B.  Les enquêtes menées par les autorités nationales

  81.  La requérante affirme que les deux conseils administratifs intervenus dans cette affaire – formés de personnes qui ne sont pas des juristes et qui dépendent du pouvoir exécutif – ont protégé les responsables de l’incident du 9 décembre 1990, en s’appuyant sur la loi qui régit les poursuites contre les fonctionnaires (paragraphe 50 ci-dessus). A cet égard, elle se réfère à l’instruction menée par le commandant Tolgay et soutient qu’aucun élément de preuve n’a été recueilli afin de déterminer s’il y a eu négligence de la part des gendarmes en question. Elle fait également valoir qu’elle n’a pu participer à l’enquête menée par les autorités nationales puisqu’aucune notification n’a été faite à elle ou à son avocat, et ce contrairement à la procédure légale.

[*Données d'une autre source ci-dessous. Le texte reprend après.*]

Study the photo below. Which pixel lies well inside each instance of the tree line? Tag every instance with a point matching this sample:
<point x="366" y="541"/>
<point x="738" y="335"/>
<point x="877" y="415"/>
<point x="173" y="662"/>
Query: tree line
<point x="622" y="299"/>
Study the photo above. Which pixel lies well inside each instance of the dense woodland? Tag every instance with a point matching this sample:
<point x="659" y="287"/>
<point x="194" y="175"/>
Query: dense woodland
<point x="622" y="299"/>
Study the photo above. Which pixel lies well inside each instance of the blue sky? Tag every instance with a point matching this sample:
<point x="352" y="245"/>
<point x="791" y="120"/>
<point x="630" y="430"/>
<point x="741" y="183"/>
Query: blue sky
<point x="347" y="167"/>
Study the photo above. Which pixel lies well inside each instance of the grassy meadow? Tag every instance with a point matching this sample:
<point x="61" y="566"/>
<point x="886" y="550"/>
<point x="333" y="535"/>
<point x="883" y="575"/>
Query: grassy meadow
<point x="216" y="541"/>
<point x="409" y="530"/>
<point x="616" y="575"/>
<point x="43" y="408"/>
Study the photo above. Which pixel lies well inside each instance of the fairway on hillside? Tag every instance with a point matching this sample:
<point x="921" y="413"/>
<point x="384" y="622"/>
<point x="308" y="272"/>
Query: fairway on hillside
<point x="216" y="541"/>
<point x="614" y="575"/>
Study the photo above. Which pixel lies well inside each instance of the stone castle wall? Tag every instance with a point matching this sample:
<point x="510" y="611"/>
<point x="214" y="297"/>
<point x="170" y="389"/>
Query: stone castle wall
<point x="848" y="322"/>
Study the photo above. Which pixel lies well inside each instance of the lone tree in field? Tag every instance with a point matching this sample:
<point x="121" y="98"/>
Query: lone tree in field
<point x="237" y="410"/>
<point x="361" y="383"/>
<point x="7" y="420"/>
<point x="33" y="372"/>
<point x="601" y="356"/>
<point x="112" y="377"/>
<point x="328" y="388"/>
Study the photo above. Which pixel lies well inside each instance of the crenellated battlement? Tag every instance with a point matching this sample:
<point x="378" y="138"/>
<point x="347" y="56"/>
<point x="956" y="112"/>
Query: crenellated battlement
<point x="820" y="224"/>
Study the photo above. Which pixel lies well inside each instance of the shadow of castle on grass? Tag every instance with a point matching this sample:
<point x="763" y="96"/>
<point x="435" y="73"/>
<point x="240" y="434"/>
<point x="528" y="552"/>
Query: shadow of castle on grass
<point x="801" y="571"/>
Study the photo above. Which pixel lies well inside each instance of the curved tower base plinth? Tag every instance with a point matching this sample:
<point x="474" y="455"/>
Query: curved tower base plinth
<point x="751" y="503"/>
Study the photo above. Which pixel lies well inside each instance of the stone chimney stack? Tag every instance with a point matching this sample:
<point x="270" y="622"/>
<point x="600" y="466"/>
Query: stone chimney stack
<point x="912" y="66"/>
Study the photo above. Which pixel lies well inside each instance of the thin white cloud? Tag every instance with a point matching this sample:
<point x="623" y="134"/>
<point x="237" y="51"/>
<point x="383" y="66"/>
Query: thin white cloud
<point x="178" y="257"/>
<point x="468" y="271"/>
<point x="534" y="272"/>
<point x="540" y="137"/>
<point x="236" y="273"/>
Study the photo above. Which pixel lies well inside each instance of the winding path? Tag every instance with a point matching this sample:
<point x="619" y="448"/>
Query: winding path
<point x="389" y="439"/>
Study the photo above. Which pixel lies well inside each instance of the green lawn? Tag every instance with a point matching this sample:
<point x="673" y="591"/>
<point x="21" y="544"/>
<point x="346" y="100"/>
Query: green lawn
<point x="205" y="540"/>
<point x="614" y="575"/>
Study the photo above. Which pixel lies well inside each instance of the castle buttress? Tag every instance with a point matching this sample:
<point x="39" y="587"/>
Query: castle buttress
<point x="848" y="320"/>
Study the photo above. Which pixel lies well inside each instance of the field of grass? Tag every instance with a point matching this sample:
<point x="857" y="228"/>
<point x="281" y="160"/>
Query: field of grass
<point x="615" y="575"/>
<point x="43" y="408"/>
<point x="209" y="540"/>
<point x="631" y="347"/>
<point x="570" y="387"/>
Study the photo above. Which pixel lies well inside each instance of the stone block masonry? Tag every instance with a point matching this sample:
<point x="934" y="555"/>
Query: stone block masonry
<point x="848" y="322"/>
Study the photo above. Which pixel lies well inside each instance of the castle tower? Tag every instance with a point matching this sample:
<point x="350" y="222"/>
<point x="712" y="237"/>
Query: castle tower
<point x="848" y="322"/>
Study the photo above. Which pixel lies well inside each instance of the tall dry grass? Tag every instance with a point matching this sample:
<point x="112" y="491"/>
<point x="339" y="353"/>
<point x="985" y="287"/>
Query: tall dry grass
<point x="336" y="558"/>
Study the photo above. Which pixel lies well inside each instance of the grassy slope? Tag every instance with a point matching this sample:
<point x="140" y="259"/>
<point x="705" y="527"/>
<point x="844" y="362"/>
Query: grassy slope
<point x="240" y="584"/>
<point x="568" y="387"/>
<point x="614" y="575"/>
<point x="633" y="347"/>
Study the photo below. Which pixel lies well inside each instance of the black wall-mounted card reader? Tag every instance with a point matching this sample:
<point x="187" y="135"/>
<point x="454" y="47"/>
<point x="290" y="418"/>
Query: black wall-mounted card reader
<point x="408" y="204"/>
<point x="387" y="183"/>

  82.  En revanche, le Gouvernement souligne le caractère complet de l’enquête menée par les autorités nationales. Il précise qu’une autopsie détaillée a été effectuée et que tous les éléments de preuve ont été versés au dossier afin de déterminer si A.T. était mort d’une autre cause que le suicide.

  83.  La Cour rappelle a cet égard l’importance particulière de l’exigence procédurale que contient implicitement l’article 2 de la Convention. Elle estime que l’obligation de protéger le droit à la vie qu’impose cette disposition implique et exige de mener une forme d’enquête efficace lorsqu’il y a eu mort d’homme sous la responsabilité d’agents de l’Etat (voir, mutatis mutandis, l’arrêt McCann et autres précité, p. 49, § 161, et l’arrêt Kaya c. Turquie du 19 février 1998, Recueil 1998-I, pp. 322, 324, §§ 78, 86). Ainsi, cette obligation ne vaut pas seulement pour les cas où il a été établi que la mort avait été provoquée par un agent de l’Etat (arrêt Ergi c. Turquie du 28 juillet 1998, § 82).

  84.  Il est vrai que la Cour a déjà constaté dans plusieurs affaires que l’enquête menée par les organes administratifs dans le cadre de la procédure de poursuites des fonctionnaires suscitait de sérieux doutes, que ces organes n’étaient pas indépendants vis-à-vis de l’exécutif et que leur enquête n’était ni approfondie ni contradictoire (voir l’arrêt Güleç c. Turquie du 27 juillet 1998, Recueil 1998-IV, p. 1732-1733, §§ 79-81 ; arrêt Ogur c. Turquie du 20 mai 1999, § 91, à paraître dans CEDH 1999-III).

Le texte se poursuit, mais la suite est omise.